Understanding and Solving Android UI Jank and ANR with MDAP LooperMonitor
The article explains how Android UI jank and ANR stem from the Looper‑MessageQueue, and introduces MDAP’s LooperMonitor—a low‑overhead tool that records each message’s target, timing and stack, aggregates data across multiple loopers, visualizes it, and enables developers to quickly pinpoint and resolve the exact cause of stalls.
Jank and ANR (Application Not Responding) are critical performance problems for Android client developers. Jank manifests as dropped frames, stuttered scrolling, or slow touch response, while ANR appears when the main thread is blocked for several seconds, causing the system to show an "Application not responding" dialog.

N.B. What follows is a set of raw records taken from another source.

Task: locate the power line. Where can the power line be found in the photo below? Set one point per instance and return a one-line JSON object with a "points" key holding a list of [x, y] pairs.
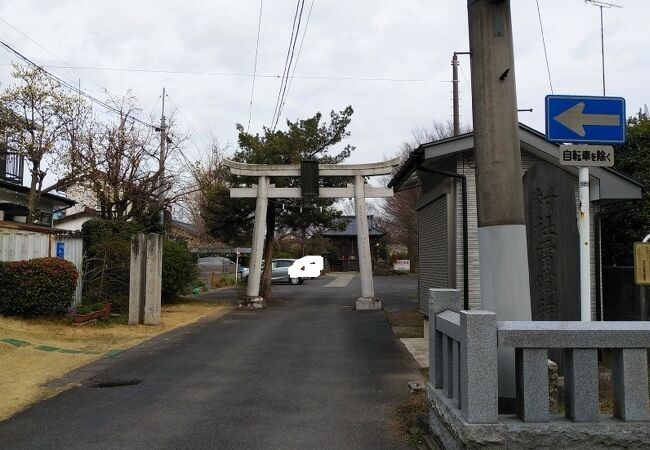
{"points": [[191, 127], [257, 44], [286, 81], [246, 75], [541, 28], [297, 57], [288, 60], [53, 55], [71, 87]]}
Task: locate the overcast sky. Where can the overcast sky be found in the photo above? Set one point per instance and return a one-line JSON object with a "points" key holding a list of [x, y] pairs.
{"points": [[347, 47]]}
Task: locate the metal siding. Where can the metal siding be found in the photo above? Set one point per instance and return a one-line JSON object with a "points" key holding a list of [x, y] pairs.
{"points": [[465, 166], [433, 251], [17, 246]]}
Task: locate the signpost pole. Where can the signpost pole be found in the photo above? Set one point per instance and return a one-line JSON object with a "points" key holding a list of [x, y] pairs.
{"points": [[237, 266], [585, 246], [642, 289]]}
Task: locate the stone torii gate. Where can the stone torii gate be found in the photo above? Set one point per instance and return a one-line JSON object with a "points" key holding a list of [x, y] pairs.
{"points": [[359, 190]]}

Both issues stem from the Android Looper‑MessageQueue mechanism. The Looper continuously pulls Message objects from the MessageQueue and dispatches them to their targets. UI rendering, system component scheduling, and developer‑defined Handler messages are all processed through this loop.
The UI rendering path is driven by Choreographer , which requests a VSync signal from the hardware, creates a doFrame message, and posts it to the main thread queue. A doFrame message must finish within one VSync interval (≈16 ms) to keep the device at full frame rate. If the message exceeds the interval, the next VSync cannot be requested in time, a frame is dropped, and the app feels sluggish.
ANR occurs when a critical system message (e.g., service creation, input dispatch) cannot be processed within a predefined timeout (5 s for input, up to 20 s for foreground services). The timeout is set by the system when it posts a "bomb" message such as MessageQueue.nativePollOnce . If the bomb fires, the system reports an ANR.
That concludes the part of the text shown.